Diana at 60

I was recently contacted by Arndt Striegler at Bild newspaper offering a healthy fee to write an article about my memories of Diana to mark what would have been her 60th birthday. This isn’t the first time I have been mistaken for Richard Kay, the royal correspondent of the Daily Mail, and so this time I decided to take up the challenge. I wrote an article and sent it to Arndt asking for details about invoicing. I haven’t heard back. I suspect it wasn’t the article that they were anticipating but, having made the effort, I thought I would share it here.

Article (commissioned by Bild Zeitung?) June 2021

It is that old cliché of “I remember exactly what I was doing when I heard the news”: in the words of Fry and Laurie circa 1990 “I was listening to the news”. This really was one of those events where you can recall what you were doing when you heard. For me, I had just finished the final day of a gruelling coast to coast cycle ride with my equally unfit friend when I was told by a member of our welcoming party. I remember being decidedly less interested in the news, however shocking, than in my freshly completed feat of endurance. Little did I realise at the time that the death of Diana, Princess of Wales, was just the start of it.

I was thrilled to be asked to write an article about my memories of Diana and for my opinion on why she is so special still, as we approach what would have been her 60th birthday. I was also somewhat surprised at the request, being predominantly a writer of plays and songs (plus an actor of no renown). Perhaps it is a refreshing everyman perspective from a member of the general public that is of interest here. After all, everybody surely has an opinion about Diana. Or perhaps it is merely a case of mistaken identity. Whatever the reason, I suspect I knew Diana just as well as any journalist has claimed to.

When we lose somebody in the public eye it is perhaps natural to relate it to your own circumstances. In 1996, at the age of eighteen, I lost my mother to cancer. A year later I was unavoidably drawing parallels between my loss and that of Princes William and Harry. I felt angry at this level of national hysteria and the media frenzy that fuelled it: anger that this was somehow more important than my own Mum’s death and anger that these young boys did not have the opportunity to grieve in the way that I had that previous year. This grieving process has continued for me to this day and yet so has the unwavering and distasteful attention on Diana; the property of the public and the media.

Let me be clear. Whilst generally ambivalent about the Royal Family, I had nothing against the lady. From what I can gather she was a loving Mother, she had a warm smile and was not afraid to show both her vulnerabilities and her sense of mischief. All qualities I admire in any human being. You also have to admire the positive work that she carried out as a UN special envoy, calling for an international ban on the use of landmines. There have been many other such altruistic acts from too many unknown people. Perhaps she also encapsulated a fresh and exciting new look to the tired old-fashioned Royal family. However, at what point was it appropriate to claim ownership of her to fuel Britain’s ongoing delusions of empirical grandeur?
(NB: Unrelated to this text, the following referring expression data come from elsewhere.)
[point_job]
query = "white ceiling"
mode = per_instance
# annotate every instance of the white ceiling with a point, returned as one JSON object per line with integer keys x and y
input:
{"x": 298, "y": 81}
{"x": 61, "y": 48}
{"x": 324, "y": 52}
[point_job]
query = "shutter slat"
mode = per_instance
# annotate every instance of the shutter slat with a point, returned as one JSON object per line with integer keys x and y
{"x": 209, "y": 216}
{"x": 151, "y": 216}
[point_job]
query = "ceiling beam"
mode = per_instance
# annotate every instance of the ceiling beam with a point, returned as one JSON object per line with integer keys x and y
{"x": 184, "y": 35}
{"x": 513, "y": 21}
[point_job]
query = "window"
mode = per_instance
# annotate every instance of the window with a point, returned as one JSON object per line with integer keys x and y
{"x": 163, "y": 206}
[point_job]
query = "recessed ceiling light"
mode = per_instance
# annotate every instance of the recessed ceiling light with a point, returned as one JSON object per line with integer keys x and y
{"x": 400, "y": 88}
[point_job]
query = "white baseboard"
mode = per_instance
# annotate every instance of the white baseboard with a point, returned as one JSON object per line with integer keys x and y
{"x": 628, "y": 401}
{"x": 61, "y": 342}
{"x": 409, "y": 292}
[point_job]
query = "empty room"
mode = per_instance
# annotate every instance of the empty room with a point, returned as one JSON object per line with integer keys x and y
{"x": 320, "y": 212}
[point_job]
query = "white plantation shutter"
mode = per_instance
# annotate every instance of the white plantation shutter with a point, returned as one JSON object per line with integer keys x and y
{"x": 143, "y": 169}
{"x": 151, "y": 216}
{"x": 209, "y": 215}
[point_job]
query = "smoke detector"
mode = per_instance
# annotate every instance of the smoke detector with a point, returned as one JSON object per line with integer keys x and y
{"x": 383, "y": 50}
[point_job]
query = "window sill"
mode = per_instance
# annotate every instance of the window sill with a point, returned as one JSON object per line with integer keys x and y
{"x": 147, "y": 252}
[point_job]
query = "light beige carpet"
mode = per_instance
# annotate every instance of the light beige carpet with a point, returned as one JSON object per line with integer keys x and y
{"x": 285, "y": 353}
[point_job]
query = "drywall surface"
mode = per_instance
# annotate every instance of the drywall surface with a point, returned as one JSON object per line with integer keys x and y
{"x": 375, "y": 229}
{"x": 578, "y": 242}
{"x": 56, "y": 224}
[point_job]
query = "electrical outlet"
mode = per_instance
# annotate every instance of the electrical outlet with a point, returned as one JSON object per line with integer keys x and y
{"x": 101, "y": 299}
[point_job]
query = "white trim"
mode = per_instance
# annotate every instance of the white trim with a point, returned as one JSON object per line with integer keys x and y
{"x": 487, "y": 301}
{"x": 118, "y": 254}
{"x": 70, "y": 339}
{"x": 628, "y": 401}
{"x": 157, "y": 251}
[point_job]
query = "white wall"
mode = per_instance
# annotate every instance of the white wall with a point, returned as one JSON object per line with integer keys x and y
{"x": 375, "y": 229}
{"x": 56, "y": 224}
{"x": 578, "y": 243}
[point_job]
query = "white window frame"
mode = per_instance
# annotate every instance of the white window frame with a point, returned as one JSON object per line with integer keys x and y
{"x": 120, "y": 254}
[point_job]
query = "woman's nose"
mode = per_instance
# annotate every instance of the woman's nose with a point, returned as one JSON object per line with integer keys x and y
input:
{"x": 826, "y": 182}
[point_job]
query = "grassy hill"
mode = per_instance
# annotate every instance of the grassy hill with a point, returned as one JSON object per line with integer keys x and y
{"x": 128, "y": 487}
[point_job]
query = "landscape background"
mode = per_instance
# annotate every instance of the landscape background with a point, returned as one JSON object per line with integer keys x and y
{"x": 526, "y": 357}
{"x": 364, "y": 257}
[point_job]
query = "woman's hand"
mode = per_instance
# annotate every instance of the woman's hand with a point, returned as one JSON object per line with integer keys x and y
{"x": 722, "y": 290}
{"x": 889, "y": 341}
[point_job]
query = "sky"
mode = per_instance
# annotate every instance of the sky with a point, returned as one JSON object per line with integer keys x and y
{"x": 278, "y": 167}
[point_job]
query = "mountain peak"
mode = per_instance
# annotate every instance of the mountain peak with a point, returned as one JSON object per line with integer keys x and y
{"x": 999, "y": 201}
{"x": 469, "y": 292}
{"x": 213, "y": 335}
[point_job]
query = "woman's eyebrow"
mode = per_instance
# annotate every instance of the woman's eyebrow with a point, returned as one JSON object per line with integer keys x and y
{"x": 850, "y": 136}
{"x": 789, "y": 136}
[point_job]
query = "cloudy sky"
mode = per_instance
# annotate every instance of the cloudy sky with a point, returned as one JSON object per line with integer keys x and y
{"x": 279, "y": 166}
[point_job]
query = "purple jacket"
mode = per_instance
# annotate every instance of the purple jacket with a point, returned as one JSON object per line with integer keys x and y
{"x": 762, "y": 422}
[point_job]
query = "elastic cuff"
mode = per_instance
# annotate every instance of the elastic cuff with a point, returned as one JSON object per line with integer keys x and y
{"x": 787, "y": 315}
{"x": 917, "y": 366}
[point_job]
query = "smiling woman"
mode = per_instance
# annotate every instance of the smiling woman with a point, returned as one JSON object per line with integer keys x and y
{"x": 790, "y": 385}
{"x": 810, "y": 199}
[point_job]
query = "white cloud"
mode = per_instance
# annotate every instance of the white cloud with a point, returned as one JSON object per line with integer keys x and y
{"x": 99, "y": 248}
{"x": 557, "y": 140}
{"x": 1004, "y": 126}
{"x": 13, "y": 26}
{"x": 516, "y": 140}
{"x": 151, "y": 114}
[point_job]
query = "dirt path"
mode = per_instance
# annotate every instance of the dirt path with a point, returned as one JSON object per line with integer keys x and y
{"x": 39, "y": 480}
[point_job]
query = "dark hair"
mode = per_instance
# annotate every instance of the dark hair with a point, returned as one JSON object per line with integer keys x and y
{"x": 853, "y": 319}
Diana would have turned 60 this Thursday; still no age at all. She has been gone nearly 24 years and yet she still carries the sort of infamy that only requires the use of her Christian name (unless I have misunderstood a request to write an article about Diana Dors). Of course, she is still special, to her family friends and anybody who truly loved her, as any bereaved person will attest to regarding their own loved ones. As the news outlets clamour to find the appropriate way of marking what would have been her 60th birthday, whilst conveniently overlooking the insatiable tabloids’ role in her untimely death, I am inclined once more to relate it to my own personal circumstances. This gives me opportunity to reflect on my sister’s terminal diagnosis and her determination to make it to her sixth decade, for the sake of her children as much as herself. Perhaps unsurprisingly this draws me to consider Diana’s brother, Earl Spencer, and the loss he must still feel while further revelations of lies and deceit continue to freshen his wounds. I suspect his own feelings, still too raw, continue to take second place to his sense of responsibility towards those he loves. I am guessing, of course, as I know him no better than you do, but I am bound to relate the situation to the inherently human emotions I am currently experiencing in my own personal life.

Of course, we all remember the news. Is it too outrageous to suggest that it is no longer news and to enable a person to be remembered in the only way that matters; by the family members and friends who truly knew them?